Before playing your first word, study the board carefully. See what letters lie in the corners and where the vowels and most-used consonants are. Think about some of the words that might be played in the match. Visualize the possibilities by testing out words, even for future rounds, before acting on the current turn.
Also think carefully about not just the words you can play, but how your opponent could turn them against you. Choose poorly, and even the best of openers will be for naught. For example, an opponent of mine opened with AWARES, defending a corner E. Unfortunately, he didn’t anticipate I could play UNAWARES on my turn, depriving him of all but his now-undefended corner E.
Awareness of the board, and all possible permutations of a word, is critical in Letterpress. If I play POOLED, my opponent can’t play POOL, because that’s a prefix of POOLED; but if there’s an S on the board, he can play POOLS. That’s okay, because I can strike back with LOOPS. If he plays LOOPED, I can counter with SPOOLED, and so on.
While all of that is going on, the point advantage is flipping back and forth between my opponent and myself. I call this back and forth “tick-tock.” As I’ll demonstrate later, understanding the tick-tock rhythm is essential to winning at Letterpress.
If you play following an opponent’s really great opening, you’re at a disadvantage, but not an insurmountable one. Like Microsoft in the ’90s, you want to “embrace and extend.” “Embrace” the opponent’s letters by using as many as possible, and “extend” by using unclaimed letters, preferably taking another corner as you do so.
However, the current first-mover advantage might be short lived.
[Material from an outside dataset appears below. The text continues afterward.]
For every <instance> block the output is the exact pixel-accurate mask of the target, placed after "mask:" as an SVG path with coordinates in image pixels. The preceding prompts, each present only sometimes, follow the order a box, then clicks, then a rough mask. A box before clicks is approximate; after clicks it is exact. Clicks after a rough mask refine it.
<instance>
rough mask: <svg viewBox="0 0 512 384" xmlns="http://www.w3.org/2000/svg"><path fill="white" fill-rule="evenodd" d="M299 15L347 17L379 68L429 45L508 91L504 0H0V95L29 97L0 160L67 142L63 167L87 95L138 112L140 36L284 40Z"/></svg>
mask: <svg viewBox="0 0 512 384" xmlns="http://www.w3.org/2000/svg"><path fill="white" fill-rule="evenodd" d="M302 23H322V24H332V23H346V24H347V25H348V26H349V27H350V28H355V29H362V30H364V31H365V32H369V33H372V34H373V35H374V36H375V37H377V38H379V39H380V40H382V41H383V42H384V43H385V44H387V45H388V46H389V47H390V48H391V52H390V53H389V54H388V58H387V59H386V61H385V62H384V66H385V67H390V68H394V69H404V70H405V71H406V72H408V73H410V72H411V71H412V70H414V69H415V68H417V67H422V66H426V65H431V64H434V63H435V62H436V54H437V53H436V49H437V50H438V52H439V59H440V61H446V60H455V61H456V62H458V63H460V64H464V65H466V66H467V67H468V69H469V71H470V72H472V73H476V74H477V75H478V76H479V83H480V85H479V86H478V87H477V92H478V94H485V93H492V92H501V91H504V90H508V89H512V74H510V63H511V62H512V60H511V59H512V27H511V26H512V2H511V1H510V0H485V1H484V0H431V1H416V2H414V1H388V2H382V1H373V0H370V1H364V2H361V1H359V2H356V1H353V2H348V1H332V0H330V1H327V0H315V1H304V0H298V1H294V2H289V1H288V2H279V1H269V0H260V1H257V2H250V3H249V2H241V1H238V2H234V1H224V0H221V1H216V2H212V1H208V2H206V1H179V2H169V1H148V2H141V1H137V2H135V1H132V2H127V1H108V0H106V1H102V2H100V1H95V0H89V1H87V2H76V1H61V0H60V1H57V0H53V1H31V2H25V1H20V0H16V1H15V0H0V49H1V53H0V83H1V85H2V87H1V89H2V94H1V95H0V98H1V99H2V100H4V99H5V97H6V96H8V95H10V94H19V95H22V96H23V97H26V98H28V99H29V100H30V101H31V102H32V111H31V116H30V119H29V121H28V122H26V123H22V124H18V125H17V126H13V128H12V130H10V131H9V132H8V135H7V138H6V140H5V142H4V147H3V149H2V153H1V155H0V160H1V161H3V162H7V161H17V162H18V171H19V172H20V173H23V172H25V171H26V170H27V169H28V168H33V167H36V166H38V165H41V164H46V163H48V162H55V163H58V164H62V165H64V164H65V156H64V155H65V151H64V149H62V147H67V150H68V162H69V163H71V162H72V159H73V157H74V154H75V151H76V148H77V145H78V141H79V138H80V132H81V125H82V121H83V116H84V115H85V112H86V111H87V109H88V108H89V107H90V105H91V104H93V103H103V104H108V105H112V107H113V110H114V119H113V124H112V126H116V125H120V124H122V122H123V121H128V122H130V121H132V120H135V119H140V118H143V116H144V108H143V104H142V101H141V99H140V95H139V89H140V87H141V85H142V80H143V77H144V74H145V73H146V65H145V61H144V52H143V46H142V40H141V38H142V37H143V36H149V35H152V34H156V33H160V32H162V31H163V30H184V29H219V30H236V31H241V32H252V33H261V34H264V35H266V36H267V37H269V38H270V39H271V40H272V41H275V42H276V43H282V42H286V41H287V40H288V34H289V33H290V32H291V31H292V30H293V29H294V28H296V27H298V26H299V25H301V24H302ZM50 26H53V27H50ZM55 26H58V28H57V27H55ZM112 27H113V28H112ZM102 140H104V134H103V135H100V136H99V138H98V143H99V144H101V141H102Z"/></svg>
Developer Loren Brichter told me that he’s considering adding a “pie rule,” which would allow the second player to veto the opening move. If that happens, this section will still apply, but you’ll probably want to make less aggressive openers.
Once the game is underway, Letterpress becomes an all-out war. Like any good general, you want to keep your troops in a tight formation. Spread your letters out willy-nilly around the board and the enemy will easily pick them off. Keep them close together to make them easier to defend.
Ideally, you want to “march” across the board, claiming and defending letters line by line, building a wall as you go. If you’re able to start from a corner, you can build either horizontally or vertically — maybe both. And if your opponent gives you the opportunity to take more corners, by all means do so; just don’t spread yourself thin.
As you make your way across the board, you want to defend as many vowels as you can. According to Brichter, there are at least three vowels (excluding Y) on every board, but never more than seven. Other than ZZZ (yes, it’s legal, according to Brichter), vowel-less words are few and far between. Block them off and your opponent is cut off at the knees.
Of course, the path of glory is never an easy one. The score in a well-matched game will be a constant tick-tock between you and your opponent. For that reason, you almost never want to play a word that would leave you even or at a point disadvantage to your opponent, because he or she can then steal your letters and put you in a hole that will be hard to climb out of.
In order of priority, you want to use your opponent’s letters, unclaimed letters, and your own letters (as you get no points for reusing your own). Also, don’t fall into the trap of just stealing letters, or you’re spinning your wheels. Try to make every word a mix of stolen and fresh letters, so you can hamper your opponent as you expand. Embrace, extend, and extinguish.
Speaking of unclaimed letters, they act as something of a clock for the game. As each one is captured, the end draws closer. If you have a significant advantage, use them as fast as you can, but if you’re behind, avoid them to give yourself time to catch up. Tick, tock.
With only a few unclaimed letters left, the end is nigh. More often than not, the decisions you make here will decide your fate.
The “tick-tock” concept becomes crucial at this point, because, in a close game, the player who ends the game usually wins. When only a handful of letters remain, ask yourself before every play, “If I do this, can my opponent finish the game?” If the answer is yes, don’t do it.